Shared on Twitter yesterday by Internal Archive, we see a prototype Pixel 2 as evidenced by various identifying stickers and barcodes. However, the rear etched with various patterns is the more telling sign that this is an early Google unit.

It looks like a retail Pixel 2, but the 8MP selfie cam on the left has been replaced by an “IR-filtered front camera.” Meanwhile, an IR LED and an accompanying cutout has been placed on the other side. This device boots into AOSP with the camera app featuring an IR view. Amusingly, the flashlight Quick Settings toggle enables the IR flash.

An “IrisDemo” app lets you enroll “verify” (test) and “enroll” (register) your irises with a UI that involves placing your eyes within two “Look Here” circles.

As we said, Google tests a lot of ideas and this one looks to be very far from shipping. Namely, it places the iris scanner within an existing design – removing the front-facing camera in the process – rather than the hardware being specifically built for it, which would undoubtedly require at least a redesign if not an entirely new body.
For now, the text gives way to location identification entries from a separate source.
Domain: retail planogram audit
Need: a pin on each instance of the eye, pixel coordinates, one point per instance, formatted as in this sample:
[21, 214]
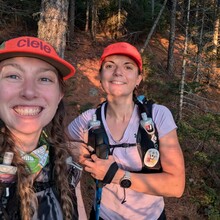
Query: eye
[12, 76]
[109, 65]
[129, 67]
[46, 79]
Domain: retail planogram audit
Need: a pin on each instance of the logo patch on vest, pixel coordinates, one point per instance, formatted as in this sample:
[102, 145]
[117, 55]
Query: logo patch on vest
[151, 157]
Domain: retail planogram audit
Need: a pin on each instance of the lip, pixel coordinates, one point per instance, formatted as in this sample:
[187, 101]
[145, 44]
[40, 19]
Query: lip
[117, 82]
[27, 110]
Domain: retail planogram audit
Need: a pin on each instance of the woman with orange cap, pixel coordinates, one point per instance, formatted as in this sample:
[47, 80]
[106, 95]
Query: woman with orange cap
[37, 176]
[128, 191]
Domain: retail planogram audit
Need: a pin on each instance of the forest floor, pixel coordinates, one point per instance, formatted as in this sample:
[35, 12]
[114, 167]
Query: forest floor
[84, 91]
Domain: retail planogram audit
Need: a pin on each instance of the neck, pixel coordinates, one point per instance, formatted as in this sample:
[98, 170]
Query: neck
[27, 143]
[121, 109]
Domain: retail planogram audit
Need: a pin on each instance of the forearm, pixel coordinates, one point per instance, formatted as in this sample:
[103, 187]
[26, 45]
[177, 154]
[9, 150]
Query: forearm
[159, 184]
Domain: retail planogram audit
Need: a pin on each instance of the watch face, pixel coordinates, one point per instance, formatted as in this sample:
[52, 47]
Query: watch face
[125, 183]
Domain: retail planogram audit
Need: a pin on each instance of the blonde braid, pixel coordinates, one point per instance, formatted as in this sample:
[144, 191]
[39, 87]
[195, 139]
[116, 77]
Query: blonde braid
[58, 146]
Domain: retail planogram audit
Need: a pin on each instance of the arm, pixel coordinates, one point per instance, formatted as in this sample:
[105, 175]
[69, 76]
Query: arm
[169, 183]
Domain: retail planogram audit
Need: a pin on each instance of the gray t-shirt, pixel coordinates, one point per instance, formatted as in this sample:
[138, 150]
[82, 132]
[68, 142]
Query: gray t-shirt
[138, 205]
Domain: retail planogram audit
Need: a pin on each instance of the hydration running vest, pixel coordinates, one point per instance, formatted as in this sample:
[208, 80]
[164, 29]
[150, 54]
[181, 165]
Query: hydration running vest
[146, 140]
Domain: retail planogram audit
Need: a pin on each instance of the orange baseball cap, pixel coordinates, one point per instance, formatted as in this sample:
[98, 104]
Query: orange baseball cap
[123, 48]
[34, 47]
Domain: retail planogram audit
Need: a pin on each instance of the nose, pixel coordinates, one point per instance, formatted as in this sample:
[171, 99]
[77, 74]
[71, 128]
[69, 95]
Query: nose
[28, 90]
[118, 71]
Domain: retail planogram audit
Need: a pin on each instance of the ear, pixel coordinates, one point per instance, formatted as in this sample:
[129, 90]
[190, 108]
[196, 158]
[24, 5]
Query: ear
[139, 78]
[61, 96]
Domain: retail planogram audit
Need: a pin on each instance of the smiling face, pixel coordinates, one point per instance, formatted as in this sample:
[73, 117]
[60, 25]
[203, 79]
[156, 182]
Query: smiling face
[119, 75]
[29, 94]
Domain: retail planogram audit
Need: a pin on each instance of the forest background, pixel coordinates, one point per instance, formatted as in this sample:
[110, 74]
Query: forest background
[179, 43]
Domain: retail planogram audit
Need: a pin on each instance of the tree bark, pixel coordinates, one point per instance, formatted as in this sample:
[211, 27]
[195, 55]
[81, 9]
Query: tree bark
[72, 8]
[153, 27]
[52, 26]
[215, 78]
[182, 85]
[170, 59]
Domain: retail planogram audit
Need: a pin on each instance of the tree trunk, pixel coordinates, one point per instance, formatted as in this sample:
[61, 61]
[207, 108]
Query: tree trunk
[200, 45]
[153, 28]
[215, 78]
[182, 85]
[94, 19]
[52, 26]
[170, 59]
[87, 15]
[72, 20]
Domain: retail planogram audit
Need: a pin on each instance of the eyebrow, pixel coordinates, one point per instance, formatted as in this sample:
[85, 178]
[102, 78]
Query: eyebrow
[12, 64]
[21, 69]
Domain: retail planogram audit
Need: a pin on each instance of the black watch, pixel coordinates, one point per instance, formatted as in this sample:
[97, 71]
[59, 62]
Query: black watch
[125, 181]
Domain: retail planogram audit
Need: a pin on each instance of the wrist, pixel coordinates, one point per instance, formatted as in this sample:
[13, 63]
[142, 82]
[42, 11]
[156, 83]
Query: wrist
[118, 176]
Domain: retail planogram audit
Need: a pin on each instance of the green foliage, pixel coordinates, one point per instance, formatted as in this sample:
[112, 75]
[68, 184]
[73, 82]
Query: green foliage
[201, 135]
[20, 14]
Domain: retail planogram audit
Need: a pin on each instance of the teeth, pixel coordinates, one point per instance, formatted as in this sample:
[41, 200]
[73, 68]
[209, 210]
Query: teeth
[27, 110]
[117, 82]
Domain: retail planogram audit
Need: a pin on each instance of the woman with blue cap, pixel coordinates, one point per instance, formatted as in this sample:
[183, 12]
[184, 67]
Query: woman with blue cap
[37, 176]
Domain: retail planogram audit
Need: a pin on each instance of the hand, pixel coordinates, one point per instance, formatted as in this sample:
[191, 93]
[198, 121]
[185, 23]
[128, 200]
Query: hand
[98, 167]
[79, 151]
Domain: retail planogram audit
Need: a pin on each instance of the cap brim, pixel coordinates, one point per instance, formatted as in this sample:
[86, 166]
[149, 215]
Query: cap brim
[64, 68]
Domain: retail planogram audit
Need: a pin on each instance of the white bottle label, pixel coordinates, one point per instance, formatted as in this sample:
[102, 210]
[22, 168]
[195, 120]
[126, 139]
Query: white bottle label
[151, 157]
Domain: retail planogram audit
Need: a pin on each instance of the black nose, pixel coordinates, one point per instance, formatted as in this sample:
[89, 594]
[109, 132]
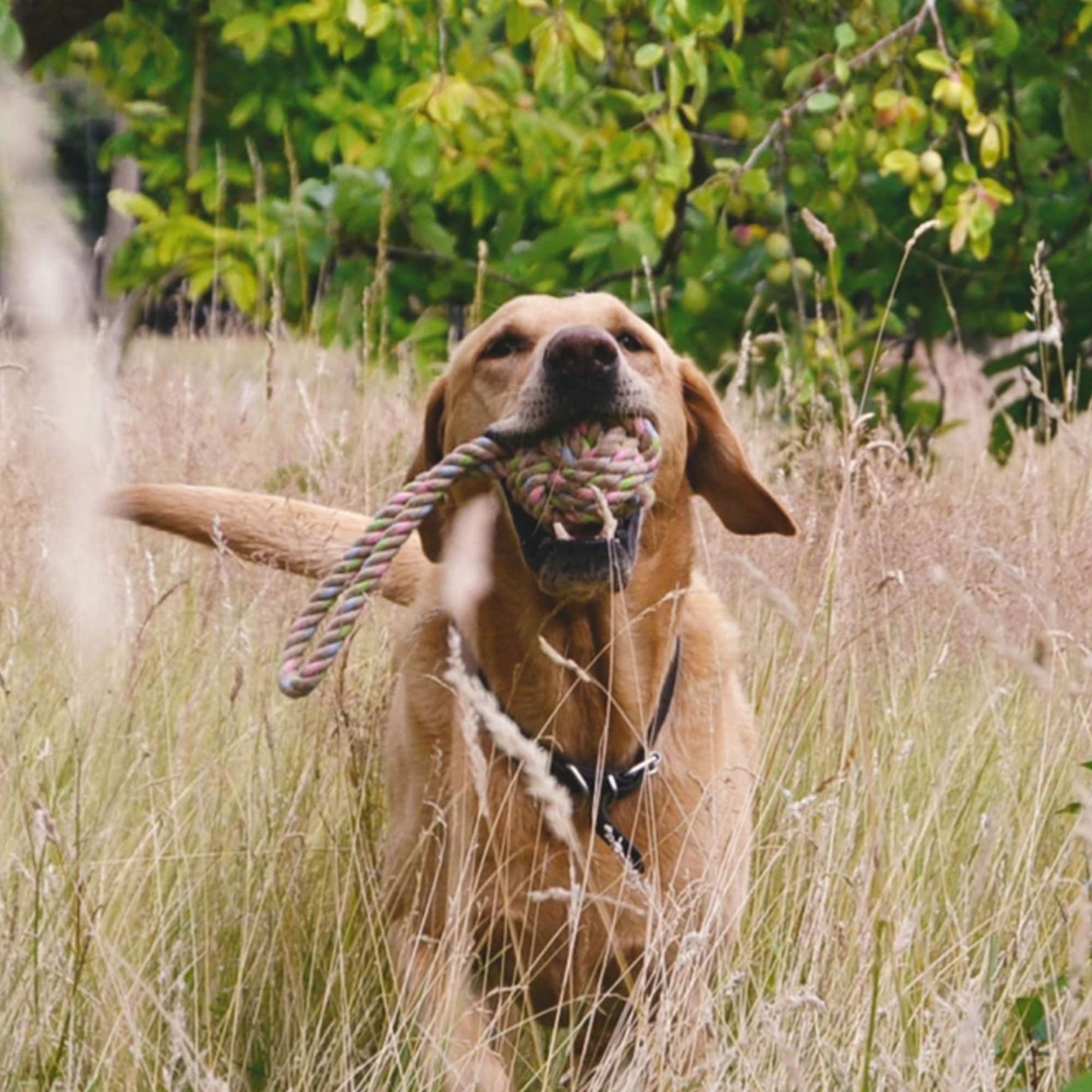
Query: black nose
[586, 358]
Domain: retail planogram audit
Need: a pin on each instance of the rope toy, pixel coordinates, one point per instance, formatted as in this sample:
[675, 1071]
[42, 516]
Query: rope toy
[584, 476]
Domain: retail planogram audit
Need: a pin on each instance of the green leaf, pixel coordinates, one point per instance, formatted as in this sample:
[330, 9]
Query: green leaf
[1076, 109]
[933, 61]
[11, 37]
[755, 184]
[649, 55]
[1031, 1013]
[921, 199]
[846, 35]
[250, 32]
[823, 102]
[1006, 35]
[138, 206]
[586, 38]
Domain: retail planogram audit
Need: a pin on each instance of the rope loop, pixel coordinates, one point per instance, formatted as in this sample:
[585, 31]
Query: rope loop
[566, 478]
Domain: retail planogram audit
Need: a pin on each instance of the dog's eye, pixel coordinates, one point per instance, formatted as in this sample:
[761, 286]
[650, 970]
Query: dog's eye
[505, 346]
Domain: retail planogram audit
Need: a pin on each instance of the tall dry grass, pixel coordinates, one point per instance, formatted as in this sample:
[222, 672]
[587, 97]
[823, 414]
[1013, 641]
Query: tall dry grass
[188, 862]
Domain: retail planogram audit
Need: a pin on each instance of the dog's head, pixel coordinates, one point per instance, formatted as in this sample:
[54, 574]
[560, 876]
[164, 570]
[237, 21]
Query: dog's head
[541, 364]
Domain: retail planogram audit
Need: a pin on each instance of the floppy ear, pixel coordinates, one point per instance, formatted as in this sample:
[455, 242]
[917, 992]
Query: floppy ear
[717, 466]
[429, 455]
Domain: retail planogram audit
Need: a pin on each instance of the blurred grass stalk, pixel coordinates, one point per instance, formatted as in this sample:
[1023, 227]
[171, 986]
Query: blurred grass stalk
[189, 884]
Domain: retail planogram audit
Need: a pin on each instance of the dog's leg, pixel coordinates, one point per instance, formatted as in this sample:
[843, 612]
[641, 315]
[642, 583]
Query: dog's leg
[435, 986]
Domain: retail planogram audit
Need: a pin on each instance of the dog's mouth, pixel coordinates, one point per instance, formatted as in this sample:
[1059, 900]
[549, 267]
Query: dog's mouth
[577, 561]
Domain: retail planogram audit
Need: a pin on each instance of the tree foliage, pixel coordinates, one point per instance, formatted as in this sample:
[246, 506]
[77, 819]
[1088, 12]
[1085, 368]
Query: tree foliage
[345, 161]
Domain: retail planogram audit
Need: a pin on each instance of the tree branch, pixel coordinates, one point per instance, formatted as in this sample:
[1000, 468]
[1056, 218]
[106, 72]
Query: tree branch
[48, 25]
[908, 30]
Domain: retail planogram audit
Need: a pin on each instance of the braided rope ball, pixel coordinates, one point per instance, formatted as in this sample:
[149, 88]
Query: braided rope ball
[569, 478]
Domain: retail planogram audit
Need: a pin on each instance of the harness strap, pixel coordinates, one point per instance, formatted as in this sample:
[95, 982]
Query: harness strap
[610, 786]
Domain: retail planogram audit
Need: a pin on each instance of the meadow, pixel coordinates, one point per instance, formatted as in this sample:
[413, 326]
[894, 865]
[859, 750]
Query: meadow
[189, 862]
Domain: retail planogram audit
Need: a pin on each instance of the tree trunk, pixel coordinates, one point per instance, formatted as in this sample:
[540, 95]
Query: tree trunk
[48, 25]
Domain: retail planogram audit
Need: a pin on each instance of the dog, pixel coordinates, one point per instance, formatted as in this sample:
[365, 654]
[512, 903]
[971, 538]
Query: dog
[569, 759]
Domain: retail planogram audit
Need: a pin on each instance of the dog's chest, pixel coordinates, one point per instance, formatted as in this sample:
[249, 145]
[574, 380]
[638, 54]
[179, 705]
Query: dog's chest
[572, 931]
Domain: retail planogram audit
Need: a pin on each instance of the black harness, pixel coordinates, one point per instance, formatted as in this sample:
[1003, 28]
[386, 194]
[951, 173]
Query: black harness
[607, 787]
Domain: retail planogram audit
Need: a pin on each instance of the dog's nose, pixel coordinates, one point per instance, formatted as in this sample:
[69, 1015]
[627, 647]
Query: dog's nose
[586, 358]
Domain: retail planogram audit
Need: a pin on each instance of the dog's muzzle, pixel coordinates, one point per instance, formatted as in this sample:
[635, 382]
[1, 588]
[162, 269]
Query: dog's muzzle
[581, 377]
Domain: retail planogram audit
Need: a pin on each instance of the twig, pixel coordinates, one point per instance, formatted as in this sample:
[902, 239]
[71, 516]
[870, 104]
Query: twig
[908, 29]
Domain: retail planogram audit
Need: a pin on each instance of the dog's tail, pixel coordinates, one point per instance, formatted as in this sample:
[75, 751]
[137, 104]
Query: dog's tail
[304, 539]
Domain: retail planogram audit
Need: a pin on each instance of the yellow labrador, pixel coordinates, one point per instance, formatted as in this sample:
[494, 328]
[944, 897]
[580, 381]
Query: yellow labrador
[569, 763]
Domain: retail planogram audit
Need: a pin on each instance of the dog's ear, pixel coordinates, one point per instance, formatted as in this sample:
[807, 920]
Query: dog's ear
[429, 455]
[717, 467]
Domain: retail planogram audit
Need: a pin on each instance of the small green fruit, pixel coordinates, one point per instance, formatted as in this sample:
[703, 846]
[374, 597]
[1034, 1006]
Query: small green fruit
[931, 163]
[780, 274]
[778, 247]
[739, 126]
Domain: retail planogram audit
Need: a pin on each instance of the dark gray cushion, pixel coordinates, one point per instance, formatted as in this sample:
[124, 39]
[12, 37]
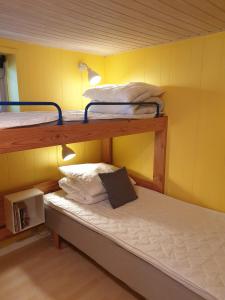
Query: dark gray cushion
[118, 186]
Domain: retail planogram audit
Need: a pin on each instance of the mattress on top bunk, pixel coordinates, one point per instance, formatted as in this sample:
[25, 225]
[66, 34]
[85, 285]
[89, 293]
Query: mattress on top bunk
[22, 119]
[184, 241]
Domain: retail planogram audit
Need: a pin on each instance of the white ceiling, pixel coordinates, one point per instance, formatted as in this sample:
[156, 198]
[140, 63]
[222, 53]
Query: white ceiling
[109, 26]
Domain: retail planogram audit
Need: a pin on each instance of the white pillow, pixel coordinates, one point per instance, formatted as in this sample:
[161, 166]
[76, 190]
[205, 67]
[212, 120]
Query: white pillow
[132, 92]
[87, 200]
[77, 192]
[71, 186]
[128, 109]
[87, 176]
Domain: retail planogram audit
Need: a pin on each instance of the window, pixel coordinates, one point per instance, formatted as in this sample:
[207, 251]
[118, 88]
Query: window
[3, 83]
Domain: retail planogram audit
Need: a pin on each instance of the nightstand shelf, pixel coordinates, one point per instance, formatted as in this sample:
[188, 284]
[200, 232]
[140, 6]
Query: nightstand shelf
[24, 210]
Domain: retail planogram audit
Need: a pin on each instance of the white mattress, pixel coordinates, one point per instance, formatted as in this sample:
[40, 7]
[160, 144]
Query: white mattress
[21, 119]
[185, 241]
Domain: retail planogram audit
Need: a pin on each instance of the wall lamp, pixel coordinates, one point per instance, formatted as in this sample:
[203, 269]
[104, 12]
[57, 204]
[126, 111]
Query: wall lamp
[93, 77]
[67, 153]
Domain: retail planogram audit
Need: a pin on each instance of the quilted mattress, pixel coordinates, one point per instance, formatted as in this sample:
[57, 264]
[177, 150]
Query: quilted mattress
[184, 241]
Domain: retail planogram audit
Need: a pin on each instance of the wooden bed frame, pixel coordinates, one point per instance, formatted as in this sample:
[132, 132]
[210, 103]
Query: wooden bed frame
[24, 138]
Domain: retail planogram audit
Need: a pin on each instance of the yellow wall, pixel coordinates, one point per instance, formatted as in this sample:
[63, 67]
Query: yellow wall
[193, 74]
[47, 74]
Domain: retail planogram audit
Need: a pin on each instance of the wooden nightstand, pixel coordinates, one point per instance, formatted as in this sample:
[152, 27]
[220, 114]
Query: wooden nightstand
[24, 210]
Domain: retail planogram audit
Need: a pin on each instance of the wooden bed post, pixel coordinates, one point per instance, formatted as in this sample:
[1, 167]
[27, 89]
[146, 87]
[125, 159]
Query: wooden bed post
[56, 240]
[107, 156]
[159, 164]
[160, 159]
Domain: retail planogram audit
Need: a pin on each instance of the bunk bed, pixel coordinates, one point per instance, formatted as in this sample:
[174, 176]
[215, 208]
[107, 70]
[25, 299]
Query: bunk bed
[142, 276]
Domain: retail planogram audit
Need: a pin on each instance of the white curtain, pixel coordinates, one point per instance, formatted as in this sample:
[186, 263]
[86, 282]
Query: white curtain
[3, 86]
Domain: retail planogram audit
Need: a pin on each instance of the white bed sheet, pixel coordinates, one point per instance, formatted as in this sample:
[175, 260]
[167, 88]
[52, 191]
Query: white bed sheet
[21, 119]
[185, 241]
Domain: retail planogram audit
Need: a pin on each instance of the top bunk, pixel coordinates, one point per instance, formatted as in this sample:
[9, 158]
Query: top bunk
[30, 130]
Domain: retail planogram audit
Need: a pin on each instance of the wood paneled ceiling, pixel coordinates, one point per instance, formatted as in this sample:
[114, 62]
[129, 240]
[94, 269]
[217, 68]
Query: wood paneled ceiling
[109, 26]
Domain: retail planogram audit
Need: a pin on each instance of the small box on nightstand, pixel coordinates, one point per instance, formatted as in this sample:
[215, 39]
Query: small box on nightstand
[24, 210]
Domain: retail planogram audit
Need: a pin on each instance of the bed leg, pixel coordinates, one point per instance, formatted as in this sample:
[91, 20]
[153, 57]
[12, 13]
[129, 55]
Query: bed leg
[56, 240]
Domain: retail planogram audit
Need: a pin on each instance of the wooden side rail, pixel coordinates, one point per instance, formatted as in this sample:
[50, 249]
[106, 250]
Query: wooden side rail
[18, 139]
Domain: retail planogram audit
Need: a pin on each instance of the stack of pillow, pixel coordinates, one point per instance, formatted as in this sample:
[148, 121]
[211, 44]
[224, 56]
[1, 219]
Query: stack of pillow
[94, 182]
[134, 92]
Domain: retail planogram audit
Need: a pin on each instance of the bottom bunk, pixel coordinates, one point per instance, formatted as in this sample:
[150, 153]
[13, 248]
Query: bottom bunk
[160, 247]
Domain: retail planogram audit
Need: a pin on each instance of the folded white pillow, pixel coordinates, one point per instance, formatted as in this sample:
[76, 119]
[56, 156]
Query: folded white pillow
[78, 192]
[128, 109]
[132, 92]
[85, 177]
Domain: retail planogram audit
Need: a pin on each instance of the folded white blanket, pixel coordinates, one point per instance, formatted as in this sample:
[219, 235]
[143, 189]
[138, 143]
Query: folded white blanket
[132, 92]
[128, 109]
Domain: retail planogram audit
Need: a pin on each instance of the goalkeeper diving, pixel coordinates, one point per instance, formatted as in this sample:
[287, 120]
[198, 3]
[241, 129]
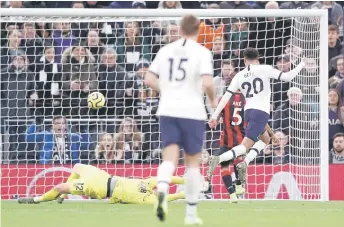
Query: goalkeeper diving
[97, 184]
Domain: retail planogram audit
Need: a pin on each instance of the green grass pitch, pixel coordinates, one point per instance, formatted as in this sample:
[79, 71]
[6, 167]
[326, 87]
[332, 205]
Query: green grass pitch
[243, 214]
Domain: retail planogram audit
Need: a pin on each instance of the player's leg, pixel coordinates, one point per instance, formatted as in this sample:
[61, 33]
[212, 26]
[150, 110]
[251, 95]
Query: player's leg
[193, 132]
[256, 124]
[226, 176]
[171, 139]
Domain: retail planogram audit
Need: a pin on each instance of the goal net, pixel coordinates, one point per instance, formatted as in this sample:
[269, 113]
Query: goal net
[52, 60]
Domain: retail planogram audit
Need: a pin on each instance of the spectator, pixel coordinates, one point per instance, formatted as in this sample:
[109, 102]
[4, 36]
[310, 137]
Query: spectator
[339, 75]
[280, 88]
[48, 84]
[43, 30]
[219, 55]
[334, 45]
[335, 11]
[17, 89]
[58, 145]
[31, 42]
[129, 141]
[62, 38]
[12, 49]
[34, 4]
[277, 153]
[210, 29]
[172, 34]
[131, 47]
[294, 5]
[16, 4]
[235, 5]
[94, 44]
[79, 29]
[270, 36]
[293, 51]
[112, 83]
[239, 33]
[205, 157]
[337, 152]
[79, 79]
[335, 114]
[105, 150]
[260, 5]
[170, 5]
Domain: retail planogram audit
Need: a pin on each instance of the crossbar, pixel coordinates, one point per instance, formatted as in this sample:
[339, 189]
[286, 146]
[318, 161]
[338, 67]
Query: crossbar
[162, 13]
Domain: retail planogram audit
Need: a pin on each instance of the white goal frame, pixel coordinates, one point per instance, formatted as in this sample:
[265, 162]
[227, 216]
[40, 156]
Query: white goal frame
[102, 14]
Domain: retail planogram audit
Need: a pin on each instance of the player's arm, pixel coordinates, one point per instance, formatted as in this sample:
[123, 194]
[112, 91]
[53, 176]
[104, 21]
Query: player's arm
[152, 80]
[207, 71]
[208, 84]
[288, 76]
[232, 88]
[151, 77]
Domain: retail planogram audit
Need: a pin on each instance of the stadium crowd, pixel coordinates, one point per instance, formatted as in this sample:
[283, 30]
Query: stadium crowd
[49, 69]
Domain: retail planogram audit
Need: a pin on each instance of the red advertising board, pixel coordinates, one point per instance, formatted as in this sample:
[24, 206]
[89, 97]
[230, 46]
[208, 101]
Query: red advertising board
[264, 181]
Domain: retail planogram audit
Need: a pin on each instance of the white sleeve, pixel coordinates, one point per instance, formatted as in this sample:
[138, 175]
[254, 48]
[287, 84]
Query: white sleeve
[206, 64]
[154, 67]
[273, 73]
[288, 76]
[234, 86]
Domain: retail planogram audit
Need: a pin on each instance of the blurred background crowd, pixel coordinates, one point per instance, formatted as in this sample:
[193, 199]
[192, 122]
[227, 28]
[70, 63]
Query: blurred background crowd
[48, 70]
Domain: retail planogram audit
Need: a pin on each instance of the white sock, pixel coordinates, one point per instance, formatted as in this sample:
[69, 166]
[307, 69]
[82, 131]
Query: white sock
[192, 189]
[254, 151]
[165, 172]
[238, 150]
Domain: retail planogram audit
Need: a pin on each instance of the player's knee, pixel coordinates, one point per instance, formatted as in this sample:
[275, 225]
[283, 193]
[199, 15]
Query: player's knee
[62, 188]
[225, 171]
[265, 137]
[77, 167]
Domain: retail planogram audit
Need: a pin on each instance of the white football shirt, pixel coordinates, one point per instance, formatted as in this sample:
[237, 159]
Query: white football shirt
[180, 66]
[254, 83]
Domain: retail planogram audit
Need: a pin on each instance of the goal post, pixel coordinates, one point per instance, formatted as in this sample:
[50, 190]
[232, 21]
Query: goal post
[304, 177]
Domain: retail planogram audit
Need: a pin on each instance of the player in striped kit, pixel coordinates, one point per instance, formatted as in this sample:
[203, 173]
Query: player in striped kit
[254, 83]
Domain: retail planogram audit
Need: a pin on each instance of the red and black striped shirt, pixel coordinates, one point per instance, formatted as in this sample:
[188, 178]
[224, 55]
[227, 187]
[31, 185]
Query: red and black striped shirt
[233, 121]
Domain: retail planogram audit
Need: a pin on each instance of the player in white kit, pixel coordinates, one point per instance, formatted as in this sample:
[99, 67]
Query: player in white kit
[180, 71]
[254, 83]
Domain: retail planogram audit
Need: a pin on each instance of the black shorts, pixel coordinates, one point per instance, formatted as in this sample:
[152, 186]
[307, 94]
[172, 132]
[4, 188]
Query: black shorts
[224, 149]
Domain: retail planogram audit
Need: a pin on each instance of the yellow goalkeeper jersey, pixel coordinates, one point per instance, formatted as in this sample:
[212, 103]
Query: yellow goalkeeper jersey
[132, 191]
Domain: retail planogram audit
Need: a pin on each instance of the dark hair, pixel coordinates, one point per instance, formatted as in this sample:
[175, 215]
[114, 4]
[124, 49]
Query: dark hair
[228, 62]
[339, 104]
[59, 117]
[190, 25]
[333, 27]
[339, 134]
[77, 2]
[251, 53]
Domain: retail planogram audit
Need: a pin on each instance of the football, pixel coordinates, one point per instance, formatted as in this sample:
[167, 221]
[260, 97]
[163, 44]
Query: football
[96, 100]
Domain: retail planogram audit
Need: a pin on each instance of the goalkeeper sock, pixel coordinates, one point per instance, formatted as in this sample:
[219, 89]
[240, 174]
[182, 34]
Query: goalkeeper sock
[48, 196]
[233, 153]
[177, 180]
[73, 176]
[254, 151]
[165, 172]
[227, 180]
[175, 196]
[192, 189]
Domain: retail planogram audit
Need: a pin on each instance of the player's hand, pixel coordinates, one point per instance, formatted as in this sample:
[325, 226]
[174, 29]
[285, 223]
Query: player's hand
[75, 85]
[213, 104]
[212, 123]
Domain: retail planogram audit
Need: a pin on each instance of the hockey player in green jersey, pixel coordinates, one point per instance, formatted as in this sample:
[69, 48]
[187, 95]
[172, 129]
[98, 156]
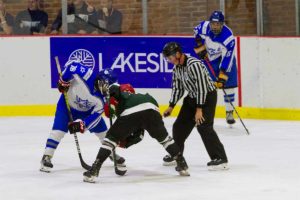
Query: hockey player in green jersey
[134, 112]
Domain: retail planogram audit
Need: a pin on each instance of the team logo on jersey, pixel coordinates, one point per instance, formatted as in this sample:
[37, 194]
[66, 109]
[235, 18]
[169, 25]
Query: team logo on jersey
[81, 103]
[84, 56]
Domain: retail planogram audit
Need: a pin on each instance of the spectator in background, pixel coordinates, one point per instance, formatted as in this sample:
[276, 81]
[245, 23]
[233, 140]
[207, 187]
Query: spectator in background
[81, 18]
[6, 20]
[32, 20]
[109, 18]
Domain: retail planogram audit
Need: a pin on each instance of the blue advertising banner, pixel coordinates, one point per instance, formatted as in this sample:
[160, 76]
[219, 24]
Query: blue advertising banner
[137, 60]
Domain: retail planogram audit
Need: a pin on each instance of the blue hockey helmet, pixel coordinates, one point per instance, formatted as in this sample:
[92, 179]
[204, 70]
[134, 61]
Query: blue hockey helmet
[108, 75]
[217, 16]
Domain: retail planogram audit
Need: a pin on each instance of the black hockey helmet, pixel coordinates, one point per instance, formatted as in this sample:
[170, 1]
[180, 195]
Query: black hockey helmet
[171, 48]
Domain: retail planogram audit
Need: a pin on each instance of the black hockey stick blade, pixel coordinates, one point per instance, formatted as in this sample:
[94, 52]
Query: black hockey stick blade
[83, 164]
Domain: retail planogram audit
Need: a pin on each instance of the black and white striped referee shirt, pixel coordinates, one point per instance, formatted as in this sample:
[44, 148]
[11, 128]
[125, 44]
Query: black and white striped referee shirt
[192, 77]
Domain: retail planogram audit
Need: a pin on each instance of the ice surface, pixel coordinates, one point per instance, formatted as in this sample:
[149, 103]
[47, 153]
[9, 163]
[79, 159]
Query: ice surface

The Pixel 4 shows that Google ultimately opted for Soli-backed face unlock, and the Pixel 7 uses a depth-capable camera. Meanwhile, Google data centers use commercial-grade iris scanning – along with employee badges – to get into the building and pass the lobby.

Samsung introduced iris scanning with Galaxy S8 in 2017 – the same year as the Pixel 2 and 2 XL:

The patterns in your irises are unique to you and are virtually impossible to replicate, meaning iris authentication is one of the safest ways to keep your phone locked and the contents private.

The process involved “hold[ing] up your Galaxy S8 or S8+ and align[ing] your eyes with the twin circles on-screen to scan your irises.” People found a way to bypass it.

Meanwhile, a year later with the Galaxy S9, Samsung combined iris and face recognition into one unlock method called “Intelligent Scan.”

  • Low light environment: Iris scan will be activated if face cannot be recognized.
  • High light environment: Face scan will be activated if iris cannot be recognized.
  • For payment or financial services: Iris scan will be activated first, followed by face scan to prevent spoofing.